Misal, adanya perubahan gaya hidup, melakukan serangkaian pemeriksaan kesehatan, hingga perlu disiplin minum obat.

Bila kita didiagnosis mengidap kanker, tentu ini bisa mengubah hidup.
Bukan hanya kehidupan sehari-hari yang akan berubah, hubungan dengan orang lain, serta pandangan hidup pun akan terpengaruh.
Namun, dampak tersebut tidak harus negatif.

Dengan sikap hidup positif, pasien kanker bisa menjadi termotivasi untuk terus menikmati hidup.
Sikap hidup positif yang dimaksud antara lain mensyukuri setiap hal, memiliki tujuan, berencana untuk mencapai tujuan, serta yakin dan mampu mengalahkan kanker.

Jangan berkecil hati jika pada awalnya merasa sangat sulit melakukan semua “teori” tersebut.
Yang terpenting, jika menemui masalah, cobalah membuka diri atau bahkan berbagi dengan orang lain.
Seperti dengan keluarga ,sahabat dan kerabat.
Cara pasien menanggapi diagnosis kanker juga berbeda-beda.
Ada yang justru menjadi bersemangat untuk mencari tahu tentang penyakitnya.
Mereka penasaran dengan apa yang terjadi dalam tubuhnya.
Atau, bahkan ada yang tak ingin diketahui oleh siapapun karena alasan alasan yang masuk akal, misalnya tak ingin” capek” untuk selalu harus berulang ulang menceritakan apa dan bagaimana ia bisa mengidap kanker, atau pengobatan apa yang dipilihnya, bahkan hingga sekedar mendengarkan saran saran pengobatan, karena toh pada dasarnya tak ada seorangpun di dunia ini yang ingin terkena kanker.
Karena, bisa jadi ini akan menambah beban baru bagi diri pasien sendiri.
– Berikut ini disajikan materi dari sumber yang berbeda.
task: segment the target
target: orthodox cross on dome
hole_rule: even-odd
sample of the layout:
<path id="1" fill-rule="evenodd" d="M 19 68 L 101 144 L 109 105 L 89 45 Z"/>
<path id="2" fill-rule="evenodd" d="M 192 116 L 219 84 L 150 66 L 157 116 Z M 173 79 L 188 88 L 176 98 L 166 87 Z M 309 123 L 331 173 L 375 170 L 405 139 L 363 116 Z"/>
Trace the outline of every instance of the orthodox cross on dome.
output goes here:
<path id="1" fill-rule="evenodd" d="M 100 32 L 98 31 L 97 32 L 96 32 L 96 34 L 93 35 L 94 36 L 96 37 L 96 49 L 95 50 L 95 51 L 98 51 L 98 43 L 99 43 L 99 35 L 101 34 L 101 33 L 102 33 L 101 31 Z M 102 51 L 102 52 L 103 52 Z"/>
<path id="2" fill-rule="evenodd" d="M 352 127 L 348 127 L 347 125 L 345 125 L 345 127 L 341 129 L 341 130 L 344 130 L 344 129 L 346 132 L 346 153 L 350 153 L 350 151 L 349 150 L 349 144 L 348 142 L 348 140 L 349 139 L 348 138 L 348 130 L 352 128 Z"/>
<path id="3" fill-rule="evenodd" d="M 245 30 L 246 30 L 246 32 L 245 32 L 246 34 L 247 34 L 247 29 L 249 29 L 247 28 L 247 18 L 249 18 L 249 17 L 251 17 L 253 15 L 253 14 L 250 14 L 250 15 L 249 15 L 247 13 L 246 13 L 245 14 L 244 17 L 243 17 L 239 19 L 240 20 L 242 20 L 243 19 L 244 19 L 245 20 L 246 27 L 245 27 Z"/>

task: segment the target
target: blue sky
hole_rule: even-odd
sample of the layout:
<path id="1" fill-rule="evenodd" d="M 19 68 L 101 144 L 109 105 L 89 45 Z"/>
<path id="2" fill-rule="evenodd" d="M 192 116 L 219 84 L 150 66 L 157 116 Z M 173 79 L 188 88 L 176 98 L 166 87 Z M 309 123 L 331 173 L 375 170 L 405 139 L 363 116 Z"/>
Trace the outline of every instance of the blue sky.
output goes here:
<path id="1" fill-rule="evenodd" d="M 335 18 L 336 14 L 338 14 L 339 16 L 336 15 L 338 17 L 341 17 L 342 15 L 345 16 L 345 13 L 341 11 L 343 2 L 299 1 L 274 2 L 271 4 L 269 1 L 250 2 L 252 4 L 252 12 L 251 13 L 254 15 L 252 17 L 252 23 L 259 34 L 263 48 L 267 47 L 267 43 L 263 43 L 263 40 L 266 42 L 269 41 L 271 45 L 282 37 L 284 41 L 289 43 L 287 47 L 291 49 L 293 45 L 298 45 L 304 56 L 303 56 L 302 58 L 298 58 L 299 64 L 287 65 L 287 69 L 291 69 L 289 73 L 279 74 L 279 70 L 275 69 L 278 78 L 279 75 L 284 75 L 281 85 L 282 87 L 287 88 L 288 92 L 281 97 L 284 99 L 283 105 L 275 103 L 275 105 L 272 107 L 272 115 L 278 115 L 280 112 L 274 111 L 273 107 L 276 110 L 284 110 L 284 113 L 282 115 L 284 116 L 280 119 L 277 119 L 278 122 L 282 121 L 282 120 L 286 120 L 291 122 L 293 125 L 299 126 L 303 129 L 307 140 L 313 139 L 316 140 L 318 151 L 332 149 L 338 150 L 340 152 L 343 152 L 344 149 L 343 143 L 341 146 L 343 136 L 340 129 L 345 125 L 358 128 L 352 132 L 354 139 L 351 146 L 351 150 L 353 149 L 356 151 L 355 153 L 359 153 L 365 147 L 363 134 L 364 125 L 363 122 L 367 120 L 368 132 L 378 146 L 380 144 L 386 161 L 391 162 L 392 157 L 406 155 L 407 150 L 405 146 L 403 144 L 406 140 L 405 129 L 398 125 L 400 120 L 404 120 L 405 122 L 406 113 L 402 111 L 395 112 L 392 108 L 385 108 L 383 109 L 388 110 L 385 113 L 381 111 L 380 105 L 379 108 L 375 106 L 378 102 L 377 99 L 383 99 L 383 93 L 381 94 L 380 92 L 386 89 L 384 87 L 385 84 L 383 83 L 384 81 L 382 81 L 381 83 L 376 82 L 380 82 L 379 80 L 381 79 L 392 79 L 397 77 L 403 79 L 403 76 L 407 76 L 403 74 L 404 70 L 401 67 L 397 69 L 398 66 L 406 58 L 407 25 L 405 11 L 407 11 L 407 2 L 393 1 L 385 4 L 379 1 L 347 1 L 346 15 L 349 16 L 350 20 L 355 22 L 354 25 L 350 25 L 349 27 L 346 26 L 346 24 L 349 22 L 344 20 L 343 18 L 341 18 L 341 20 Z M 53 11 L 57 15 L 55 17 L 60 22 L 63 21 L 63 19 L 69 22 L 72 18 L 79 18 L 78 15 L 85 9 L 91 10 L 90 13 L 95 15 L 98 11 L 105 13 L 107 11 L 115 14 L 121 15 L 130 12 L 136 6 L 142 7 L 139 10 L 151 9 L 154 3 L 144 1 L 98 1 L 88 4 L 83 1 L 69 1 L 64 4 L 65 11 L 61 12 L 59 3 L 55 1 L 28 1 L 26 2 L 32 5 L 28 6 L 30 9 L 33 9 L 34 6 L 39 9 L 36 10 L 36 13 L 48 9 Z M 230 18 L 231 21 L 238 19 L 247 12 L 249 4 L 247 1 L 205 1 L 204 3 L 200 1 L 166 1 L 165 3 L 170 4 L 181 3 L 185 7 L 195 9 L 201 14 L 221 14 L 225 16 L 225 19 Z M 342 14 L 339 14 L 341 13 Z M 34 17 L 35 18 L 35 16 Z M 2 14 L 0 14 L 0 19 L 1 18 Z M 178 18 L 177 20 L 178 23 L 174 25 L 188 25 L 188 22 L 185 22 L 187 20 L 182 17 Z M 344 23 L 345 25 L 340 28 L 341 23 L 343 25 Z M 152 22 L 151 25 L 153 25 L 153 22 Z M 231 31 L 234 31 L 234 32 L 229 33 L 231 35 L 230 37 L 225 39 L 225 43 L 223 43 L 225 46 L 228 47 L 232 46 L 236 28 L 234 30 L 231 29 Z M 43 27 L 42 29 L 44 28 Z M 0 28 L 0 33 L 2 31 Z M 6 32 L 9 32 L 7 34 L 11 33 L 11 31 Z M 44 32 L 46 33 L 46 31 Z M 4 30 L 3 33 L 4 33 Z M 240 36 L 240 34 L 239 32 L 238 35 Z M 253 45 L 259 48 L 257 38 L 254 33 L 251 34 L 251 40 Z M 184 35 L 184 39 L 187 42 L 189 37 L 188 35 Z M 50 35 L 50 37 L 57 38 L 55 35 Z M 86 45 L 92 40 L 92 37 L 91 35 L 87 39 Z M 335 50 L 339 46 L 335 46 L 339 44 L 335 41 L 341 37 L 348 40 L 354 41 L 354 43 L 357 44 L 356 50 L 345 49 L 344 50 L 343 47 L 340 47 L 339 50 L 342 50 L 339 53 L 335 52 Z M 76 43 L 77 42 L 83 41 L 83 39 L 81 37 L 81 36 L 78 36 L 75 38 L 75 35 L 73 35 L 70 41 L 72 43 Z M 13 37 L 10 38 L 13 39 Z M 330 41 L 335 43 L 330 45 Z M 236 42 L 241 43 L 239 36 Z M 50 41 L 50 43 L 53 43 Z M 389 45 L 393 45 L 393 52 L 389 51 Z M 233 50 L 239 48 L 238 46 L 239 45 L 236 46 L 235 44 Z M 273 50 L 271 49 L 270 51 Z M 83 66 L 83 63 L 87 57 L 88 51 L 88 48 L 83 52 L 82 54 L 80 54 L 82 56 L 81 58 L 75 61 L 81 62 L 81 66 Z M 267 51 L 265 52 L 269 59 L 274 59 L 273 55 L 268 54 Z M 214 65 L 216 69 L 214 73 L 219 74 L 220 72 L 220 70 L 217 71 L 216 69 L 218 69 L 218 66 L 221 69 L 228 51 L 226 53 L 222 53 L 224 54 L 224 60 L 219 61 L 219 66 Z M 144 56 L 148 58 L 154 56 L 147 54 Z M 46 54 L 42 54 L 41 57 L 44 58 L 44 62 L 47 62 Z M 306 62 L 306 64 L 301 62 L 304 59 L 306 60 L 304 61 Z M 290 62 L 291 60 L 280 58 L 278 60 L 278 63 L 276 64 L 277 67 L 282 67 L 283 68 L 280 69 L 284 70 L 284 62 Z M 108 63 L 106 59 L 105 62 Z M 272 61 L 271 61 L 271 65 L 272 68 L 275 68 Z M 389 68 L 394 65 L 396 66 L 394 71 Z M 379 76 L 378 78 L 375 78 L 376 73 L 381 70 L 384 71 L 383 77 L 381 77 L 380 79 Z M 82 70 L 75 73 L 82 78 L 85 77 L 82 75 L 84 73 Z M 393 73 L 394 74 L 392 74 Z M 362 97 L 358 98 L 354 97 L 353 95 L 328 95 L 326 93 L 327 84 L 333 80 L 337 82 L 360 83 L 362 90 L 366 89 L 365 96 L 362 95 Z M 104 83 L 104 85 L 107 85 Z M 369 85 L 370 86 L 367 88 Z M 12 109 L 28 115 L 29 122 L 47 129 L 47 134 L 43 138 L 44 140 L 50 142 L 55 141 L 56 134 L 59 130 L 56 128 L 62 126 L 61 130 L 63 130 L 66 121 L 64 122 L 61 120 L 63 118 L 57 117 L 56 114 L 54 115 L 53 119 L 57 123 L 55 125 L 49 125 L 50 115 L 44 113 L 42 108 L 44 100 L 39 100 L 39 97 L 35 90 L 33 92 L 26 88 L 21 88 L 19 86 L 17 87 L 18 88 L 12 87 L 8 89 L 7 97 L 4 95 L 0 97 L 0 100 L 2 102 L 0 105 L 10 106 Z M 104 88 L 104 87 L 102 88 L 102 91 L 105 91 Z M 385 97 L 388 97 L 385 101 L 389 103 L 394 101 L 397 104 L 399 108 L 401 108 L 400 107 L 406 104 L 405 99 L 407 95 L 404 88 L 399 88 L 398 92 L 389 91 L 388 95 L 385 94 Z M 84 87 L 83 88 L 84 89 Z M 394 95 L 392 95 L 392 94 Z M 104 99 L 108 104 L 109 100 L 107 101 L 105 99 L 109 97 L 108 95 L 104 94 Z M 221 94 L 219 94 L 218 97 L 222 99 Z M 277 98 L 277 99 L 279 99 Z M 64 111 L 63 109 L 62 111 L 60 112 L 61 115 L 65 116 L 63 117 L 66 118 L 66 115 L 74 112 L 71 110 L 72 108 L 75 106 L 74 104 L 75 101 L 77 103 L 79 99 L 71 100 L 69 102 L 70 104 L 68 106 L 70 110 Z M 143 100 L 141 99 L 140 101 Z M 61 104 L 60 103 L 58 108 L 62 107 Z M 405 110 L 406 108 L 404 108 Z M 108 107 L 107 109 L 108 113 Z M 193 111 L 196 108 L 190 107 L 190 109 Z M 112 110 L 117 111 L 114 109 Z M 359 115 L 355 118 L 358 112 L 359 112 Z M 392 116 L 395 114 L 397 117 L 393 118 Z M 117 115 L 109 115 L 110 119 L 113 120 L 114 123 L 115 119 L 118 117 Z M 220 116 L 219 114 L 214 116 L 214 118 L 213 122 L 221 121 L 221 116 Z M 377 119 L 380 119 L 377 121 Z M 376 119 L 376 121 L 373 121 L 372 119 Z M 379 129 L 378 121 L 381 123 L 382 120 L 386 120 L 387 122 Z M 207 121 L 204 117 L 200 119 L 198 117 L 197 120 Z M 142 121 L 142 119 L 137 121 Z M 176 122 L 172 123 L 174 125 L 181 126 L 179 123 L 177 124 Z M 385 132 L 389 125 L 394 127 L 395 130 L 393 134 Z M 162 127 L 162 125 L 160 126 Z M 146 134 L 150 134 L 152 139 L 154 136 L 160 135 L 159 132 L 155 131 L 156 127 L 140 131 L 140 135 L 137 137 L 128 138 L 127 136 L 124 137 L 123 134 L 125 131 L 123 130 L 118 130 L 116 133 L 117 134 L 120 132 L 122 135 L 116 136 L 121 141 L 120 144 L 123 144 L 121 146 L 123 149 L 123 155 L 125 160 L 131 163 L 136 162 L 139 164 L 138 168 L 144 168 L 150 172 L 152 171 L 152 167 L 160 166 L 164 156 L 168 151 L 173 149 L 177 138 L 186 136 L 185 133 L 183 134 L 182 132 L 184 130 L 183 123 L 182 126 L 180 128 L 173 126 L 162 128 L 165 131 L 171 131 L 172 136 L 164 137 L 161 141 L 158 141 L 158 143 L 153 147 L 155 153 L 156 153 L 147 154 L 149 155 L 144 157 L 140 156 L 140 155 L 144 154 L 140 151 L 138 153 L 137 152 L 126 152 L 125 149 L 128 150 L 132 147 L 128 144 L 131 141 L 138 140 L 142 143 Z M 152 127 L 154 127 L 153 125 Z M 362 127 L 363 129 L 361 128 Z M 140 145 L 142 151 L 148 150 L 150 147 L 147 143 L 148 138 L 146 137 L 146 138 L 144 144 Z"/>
Pada umumnya pasien berusaha mendekatkan diri dengan Tuhan untuk mendapatkan kedamaian hati.
Selain membutuhkan dukungan dari orang orang terdekat di keluarga, yang biasanya mampu menambah energi kekuatan untuk melawan kankernya.
Pasien juga sebaiknya memiliki komunikasi yang lancar dengan orang-orang terdekatnya.
Bertemu dengan suport group (sesama penderita) juga sangat membantu untuk saling berbagi dan mendukung sehingga dukungan emosi terpenuhi.
Dengan demikian, hidup bersama kanker tidak hanya mungkin terjadi, tapi juga bisa dijalani secara penuh.

Salam

 

Bagaimana Ramalan Harian, Ramalan Zodiak Harian, Ramalan Mingguan, Zodiak Mingguan, Ramalan Zodiak Mingguan Anda?

Cek Harga HANDPHONE, MOTOR dan Harga Lainnya di www.harganya.com!